Scientists discovered the fossilized footprints in White Sands National Park while conducting research.
“These incredible discoveries illustrate that White Sands National Park is not only a world-class destination for recreation but is also a wonderful scientific laboratory that has yielded groundbreaking, fundamental research,” USGS Superintendent Marie Sauter said in a news release.
According to a new article in the journal Science detailing the research, the footprints and seed layers within them were radiocarbon-dated to approximate their age. The analysis found that the footprints originated between 21,000 and 23,000 years ago, establishing the oldest known presence of humans in North America, which the USGS states is “thousands of years earlier than previously thought.”

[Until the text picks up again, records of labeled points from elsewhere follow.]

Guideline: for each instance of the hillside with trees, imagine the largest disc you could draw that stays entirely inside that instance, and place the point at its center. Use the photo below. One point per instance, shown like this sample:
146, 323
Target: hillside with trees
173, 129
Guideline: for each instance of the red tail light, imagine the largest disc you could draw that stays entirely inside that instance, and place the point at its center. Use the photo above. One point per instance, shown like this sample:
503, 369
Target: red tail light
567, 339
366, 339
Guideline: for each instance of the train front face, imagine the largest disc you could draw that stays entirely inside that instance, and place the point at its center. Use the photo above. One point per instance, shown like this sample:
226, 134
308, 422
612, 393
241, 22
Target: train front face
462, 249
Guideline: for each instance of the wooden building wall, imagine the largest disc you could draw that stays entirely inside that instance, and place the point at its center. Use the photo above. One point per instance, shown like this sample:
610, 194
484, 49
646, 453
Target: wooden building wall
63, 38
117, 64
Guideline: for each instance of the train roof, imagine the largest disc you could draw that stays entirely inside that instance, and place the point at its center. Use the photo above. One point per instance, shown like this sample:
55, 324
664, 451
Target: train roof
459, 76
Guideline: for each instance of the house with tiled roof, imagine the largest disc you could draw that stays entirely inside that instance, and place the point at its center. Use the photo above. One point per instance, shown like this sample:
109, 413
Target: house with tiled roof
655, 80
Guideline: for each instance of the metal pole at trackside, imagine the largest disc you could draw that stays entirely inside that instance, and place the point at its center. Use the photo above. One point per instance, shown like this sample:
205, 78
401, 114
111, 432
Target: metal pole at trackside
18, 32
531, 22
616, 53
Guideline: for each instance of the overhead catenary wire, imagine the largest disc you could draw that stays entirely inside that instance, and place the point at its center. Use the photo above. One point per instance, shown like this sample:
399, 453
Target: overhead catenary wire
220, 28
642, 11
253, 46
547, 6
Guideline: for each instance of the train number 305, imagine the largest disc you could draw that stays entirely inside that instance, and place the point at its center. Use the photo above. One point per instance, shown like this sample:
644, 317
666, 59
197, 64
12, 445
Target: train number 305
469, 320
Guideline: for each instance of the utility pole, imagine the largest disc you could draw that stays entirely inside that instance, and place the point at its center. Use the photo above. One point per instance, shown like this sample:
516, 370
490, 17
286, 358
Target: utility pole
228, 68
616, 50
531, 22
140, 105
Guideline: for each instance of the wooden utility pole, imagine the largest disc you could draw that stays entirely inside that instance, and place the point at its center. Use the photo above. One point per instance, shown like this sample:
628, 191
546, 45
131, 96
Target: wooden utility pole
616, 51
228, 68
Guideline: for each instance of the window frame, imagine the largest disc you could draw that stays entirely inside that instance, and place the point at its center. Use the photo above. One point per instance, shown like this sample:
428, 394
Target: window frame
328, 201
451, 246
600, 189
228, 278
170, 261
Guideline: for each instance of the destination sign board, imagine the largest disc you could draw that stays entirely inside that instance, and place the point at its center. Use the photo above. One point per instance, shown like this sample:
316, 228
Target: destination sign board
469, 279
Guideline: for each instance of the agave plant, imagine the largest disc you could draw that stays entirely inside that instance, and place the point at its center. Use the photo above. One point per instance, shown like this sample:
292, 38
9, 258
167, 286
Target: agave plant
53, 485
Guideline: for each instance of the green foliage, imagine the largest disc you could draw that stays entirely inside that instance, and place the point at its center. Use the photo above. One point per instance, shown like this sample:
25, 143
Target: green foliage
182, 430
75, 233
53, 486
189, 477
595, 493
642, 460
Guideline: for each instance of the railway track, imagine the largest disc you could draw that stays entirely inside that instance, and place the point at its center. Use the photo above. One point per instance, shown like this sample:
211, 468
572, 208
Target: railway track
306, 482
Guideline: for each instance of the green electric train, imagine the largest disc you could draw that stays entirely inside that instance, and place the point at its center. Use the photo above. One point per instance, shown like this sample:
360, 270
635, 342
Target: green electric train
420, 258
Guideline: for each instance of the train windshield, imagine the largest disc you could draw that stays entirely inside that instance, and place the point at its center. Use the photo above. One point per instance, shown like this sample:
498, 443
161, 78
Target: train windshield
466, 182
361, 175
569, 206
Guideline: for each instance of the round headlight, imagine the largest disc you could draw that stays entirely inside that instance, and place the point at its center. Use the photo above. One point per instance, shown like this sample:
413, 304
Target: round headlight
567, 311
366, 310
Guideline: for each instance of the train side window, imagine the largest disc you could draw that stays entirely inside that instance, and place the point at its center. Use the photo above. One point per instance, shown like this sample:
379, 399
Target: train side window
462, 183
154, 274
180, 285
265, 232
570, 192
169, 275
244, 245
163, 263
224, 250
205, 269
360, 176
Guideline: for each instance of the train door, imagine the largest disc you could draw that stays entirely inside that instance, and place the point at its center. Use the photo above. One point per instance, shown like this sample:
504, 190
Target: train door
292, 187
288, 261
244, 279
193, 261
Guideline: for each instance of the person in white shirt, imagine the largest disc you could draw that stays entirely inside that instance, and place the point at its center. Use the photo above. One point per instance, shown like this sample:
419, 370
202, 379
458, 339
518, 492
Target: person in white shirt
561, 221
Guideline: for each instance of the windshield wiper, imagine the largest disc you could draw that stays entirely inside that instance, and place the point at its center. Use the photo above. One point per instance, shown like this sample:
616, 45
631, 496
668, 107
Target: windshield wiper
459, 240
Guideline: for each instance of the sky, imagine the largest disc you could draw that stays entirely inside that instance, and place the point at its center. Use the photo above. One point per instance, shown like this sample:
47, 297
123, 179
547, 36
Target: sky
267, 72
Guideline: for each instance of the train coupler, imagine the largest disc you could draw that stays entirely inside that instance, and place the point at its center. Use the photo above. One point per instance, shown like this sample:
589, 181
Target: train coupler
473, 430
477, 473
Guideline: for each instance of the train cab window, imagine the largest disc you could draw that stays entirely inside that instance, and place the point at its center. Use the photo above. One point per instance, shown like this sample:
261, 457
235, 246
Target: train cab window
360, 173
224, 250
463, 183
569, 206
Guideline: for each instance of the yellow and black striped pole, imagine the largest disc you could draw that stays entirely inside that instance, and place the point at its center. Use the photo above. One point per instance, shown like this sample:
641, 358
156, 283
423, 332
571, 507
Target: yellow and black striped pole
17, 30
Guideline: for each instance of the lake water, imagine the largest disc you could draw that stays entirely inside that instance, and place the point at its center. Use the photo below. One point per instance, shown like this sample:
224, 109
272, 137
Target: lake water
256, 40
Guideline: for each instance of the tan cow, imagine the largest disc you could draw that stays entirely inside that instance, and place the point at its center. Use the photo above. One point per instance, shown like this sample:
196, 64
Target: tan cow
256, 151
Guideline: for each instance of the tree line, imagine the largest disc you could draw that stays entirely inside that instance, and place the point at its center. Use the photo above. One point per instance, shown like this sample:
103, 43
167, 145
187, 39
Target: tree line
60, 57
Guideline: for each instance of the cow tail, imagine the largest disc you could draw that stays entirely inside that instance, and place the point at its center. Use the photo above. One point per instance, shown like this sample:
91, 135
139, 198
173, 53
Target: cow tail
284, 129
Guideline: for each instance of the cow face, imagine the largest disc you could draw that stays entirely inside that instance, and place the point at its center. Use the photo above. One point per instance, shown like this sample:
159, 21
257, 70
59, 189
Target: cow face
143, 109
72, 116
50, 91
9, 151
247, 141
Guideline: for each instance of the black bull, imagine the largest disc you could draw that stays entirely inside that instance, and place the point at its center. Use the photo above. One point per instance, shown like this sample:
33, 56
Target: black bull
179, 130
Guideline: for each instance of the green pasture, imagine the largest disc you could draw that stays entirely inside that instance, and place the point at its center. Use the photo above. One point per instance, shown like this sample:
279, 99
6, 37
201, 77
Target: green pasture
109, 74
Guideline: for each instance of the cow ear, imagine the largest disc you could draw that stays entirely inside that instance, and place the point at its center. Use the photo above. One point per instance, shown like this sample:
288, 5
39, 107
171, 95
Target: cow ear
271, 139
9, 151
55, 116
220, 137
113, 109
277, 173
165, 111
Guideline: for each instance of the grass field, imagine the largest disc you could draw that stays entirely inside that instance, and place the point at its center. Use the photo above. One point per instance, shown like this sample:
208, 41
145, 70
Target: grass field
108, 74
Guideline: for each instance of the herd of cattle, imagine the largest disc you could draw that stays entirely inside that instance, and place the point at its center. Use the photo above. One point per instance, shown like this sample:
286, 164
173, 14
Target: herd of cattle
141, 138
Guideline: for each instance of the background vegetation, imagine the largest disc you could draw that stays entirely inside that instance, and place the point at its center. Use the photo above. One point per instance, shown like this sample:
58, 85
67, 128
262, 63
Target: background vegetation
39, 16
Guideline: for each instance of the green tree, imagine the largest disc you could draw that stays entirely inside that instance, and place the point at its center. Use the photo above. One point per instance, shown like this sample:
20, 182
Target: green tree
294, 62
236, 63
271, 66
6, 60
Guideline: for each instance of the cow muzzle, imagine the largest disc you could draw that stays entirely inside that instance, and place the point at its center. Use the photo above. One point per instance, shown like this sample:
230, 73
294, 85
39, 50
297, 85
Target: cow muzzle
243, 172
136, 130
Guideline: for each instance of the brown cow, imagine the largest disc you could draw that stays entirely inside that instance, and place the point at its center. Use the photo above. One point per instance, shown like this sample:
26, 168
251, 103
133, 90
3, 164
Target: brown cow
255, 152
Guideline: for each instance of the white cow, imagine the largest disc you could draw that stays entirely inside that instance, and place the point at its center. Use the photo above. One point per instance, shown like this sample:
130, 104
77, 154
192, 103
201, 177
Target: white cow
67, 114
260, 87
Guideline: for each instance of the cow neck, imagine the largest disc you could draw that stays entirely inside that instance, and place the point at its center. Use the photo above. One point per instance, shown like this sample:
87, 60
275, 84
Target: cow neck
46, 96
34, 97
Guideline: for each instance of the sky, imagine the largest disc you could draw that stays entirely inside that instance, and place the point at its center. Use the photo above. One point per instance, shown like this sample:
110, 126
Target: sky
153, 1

"This study demonstrates the process of science — new evidence can shift long held paradigms," said USGS acting Rocky Mountain Regional Director Allison Shipp.
White Sands National Park is home to the world’s largest known collection of ice age fossilized footprints, having been identified in 2014 as a mega tracksite for the large quantities of tracks and fossils discovered there. Previous discoveries at the park from the Pleistocene age include Columbian mammoth tracks, a saber-toothed cat and a dire wolf.